Znowu się lenie. Jak rozdziały będą wychodzić za długo to spamcie bo te wakacje odbierają mi chęć do życia T^TToga zaczęła projektować kolejne stroje. Postanowiła zrobić mi całą garderobę. Co muszę przyznać, jest dziwne.
Cały czas przyglądałem się coraz to nowszym szkicom co najwyraźniej zaczynało powoli denerwować, bo już chwilę pózniej w moich dłoniach znalazły się kartki i ołówek.
-Widzisz tamtą ścianę? Idź tam i porysuj sobie coś.- Odwróciłem się i powiodłem wzrokiem w kąt pod ścianą, który wskazywała blondynka.

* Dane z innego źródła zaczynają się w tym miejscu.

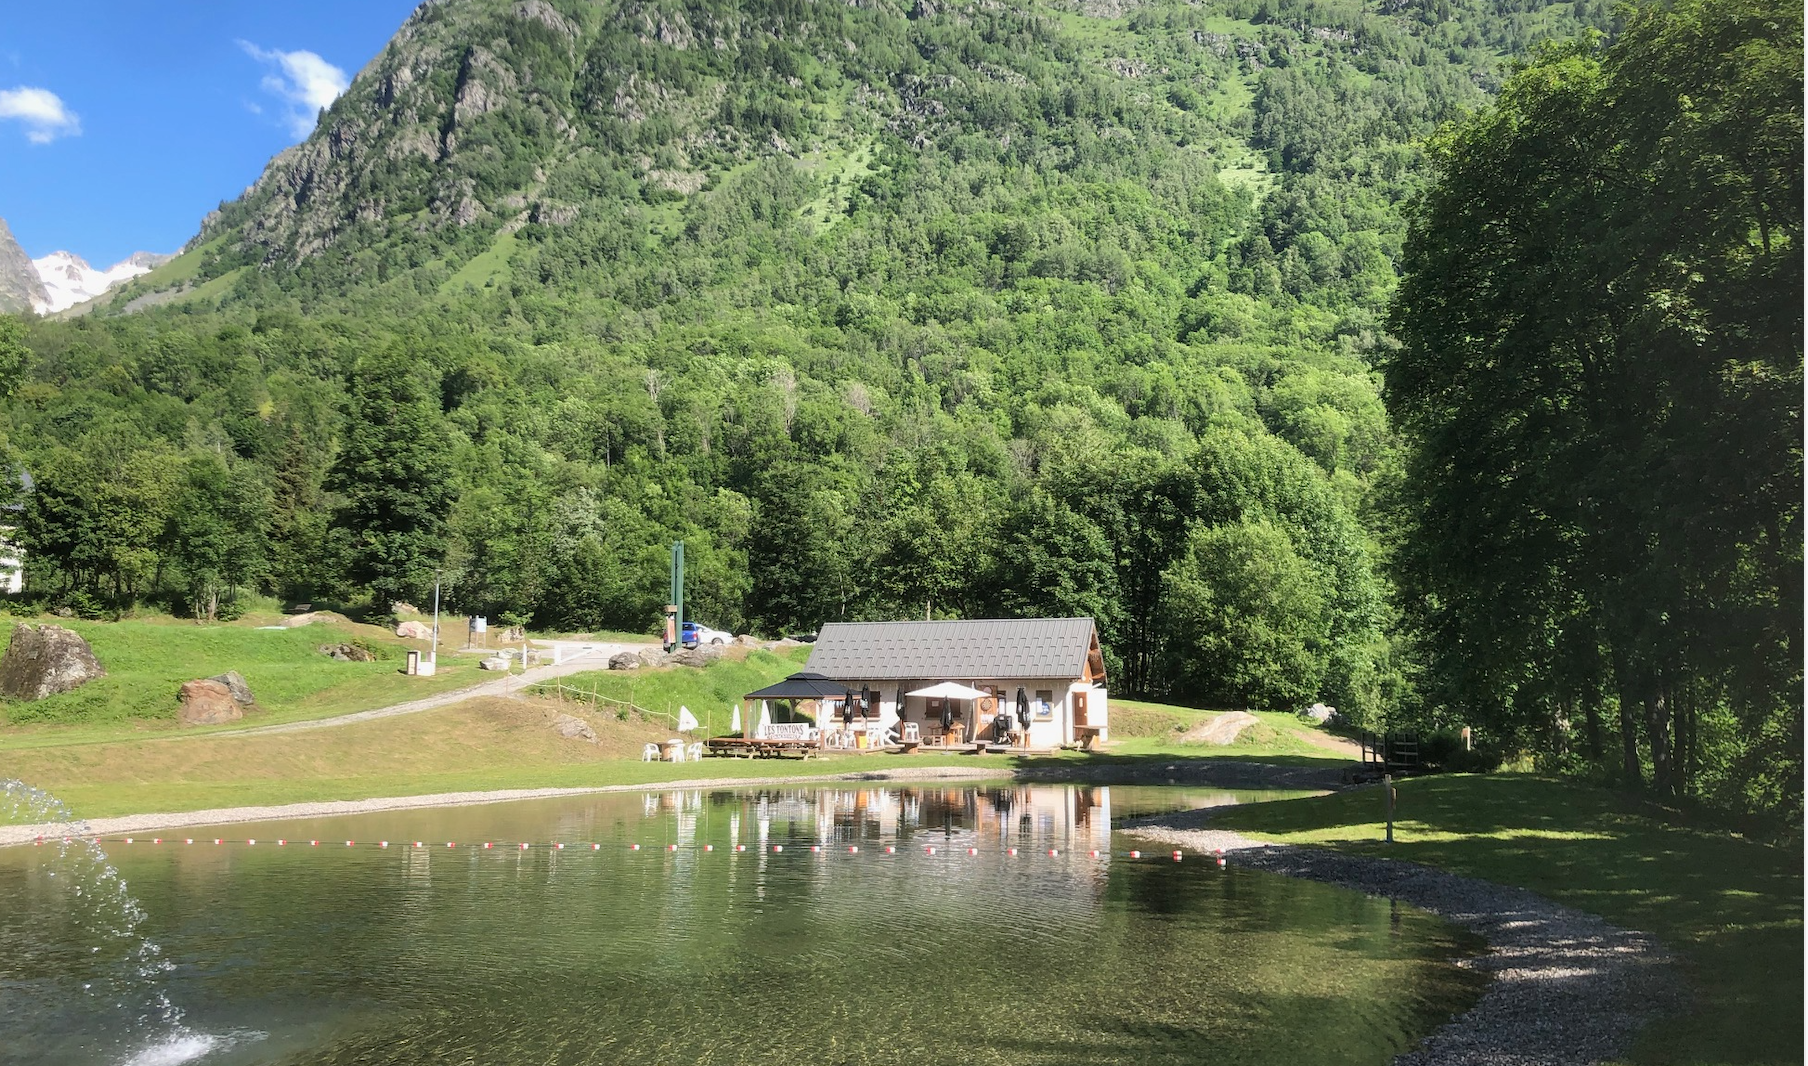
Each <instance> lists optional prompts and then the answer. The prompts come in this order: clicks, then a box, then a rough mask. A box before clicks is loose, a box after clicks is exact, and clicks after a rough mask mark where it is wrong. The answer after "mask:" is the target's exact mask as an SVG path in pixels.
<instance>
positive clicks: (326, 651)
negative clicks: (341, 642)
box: [320, 643, 376, 663]
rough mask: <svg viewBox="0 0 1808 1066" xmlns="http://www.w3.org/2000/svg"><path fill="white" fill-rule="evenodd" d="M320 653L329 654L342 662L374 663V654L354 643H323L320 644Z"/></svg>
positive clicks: (328, 655)
mask: <svg viewBox="0 0 1808 1066" xmlns="http://www.w3.org/2000/svg"><path fill="white" fill-rule="evenodd" d="M320 654H324V656H331V658H334V659H338V661H342V663H374V661H376V656H372V654H371V652H369V650H365V649H362V647H358V645H354V643H324V645H320Z"/></svg>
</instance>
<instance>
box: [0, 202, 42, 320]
mask: <svg viewBox="0 0 1808 1066" xmlns="http://www.w3.org/2000/svg"><path fill="white" fill-rule="evenodd" d="M49 302H51V295H49V293H45V289H43V278H40V276H38V267H34V266H33V264H31V257H29V255H25V249H24V248H20V246H18V240H14V238H13V231H11V229H7V226H5V219H0V314H14V313H20V311H36V309H38V307H43V305H47V304H49Z"/></svg>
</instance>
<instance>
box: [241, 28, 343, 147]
mask: <svg viewBox="0 0 1808 1066" xmlns="http://www.w3.org/2000/svg"><path fill="white" fill-rule="evenodd" d="M239 47H240V49H244V54H248V56H251V58H253V60H257V61H259V63H264V65H268V67H271V72H269V74H266V76H264V81H262V85H264V90H266V92H269V94H271V96H277V98H278V99H284V101H287V103H289V116H287V121H289V132H291V134H295V136H297V137H306V136H307V134H311V132H313V130H315V123H316V121H318V117H320V112H322V108H325V107H327V105H329V103H333V101H334V99H338V94H340V92H345V87H347V85H351V78H347V76H345V72H344V70H340V69H338V67H334V65H333V63H327V61H325V60H322V58H320V56H316V54H315V52H306V51H297V52H284V51H278V49H269V51H264V49H260V47H257V45H253V43H251V42H239Z"/></svg>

Już chciałem otworzyć usta, by spytać o co chodzi ale mnie uprzedziła.
-Nienawidzę gdy ktoś sterczy nade mną i się gapi na to co robie. To denerwujące. Poza tym te ubrania to niespodzianka!- Zakończyła swój wywód pchając mnie we wcześniej wskazanym kierunku.
Usiadłem posłusznie pod ścianą i kładąc kartki na kolanach zacząłem rysować. W ten sposób po piętnastu minutach powstał koślawy portret dziewczyny.
Chwilę pózniej ona także skończyła machając mi przed twarzą plikiem kartek, po czym je schowała za plecy. Niestety zrobiła to tak szybko, że nie zdążyłem zobaczyć nic konkretnego.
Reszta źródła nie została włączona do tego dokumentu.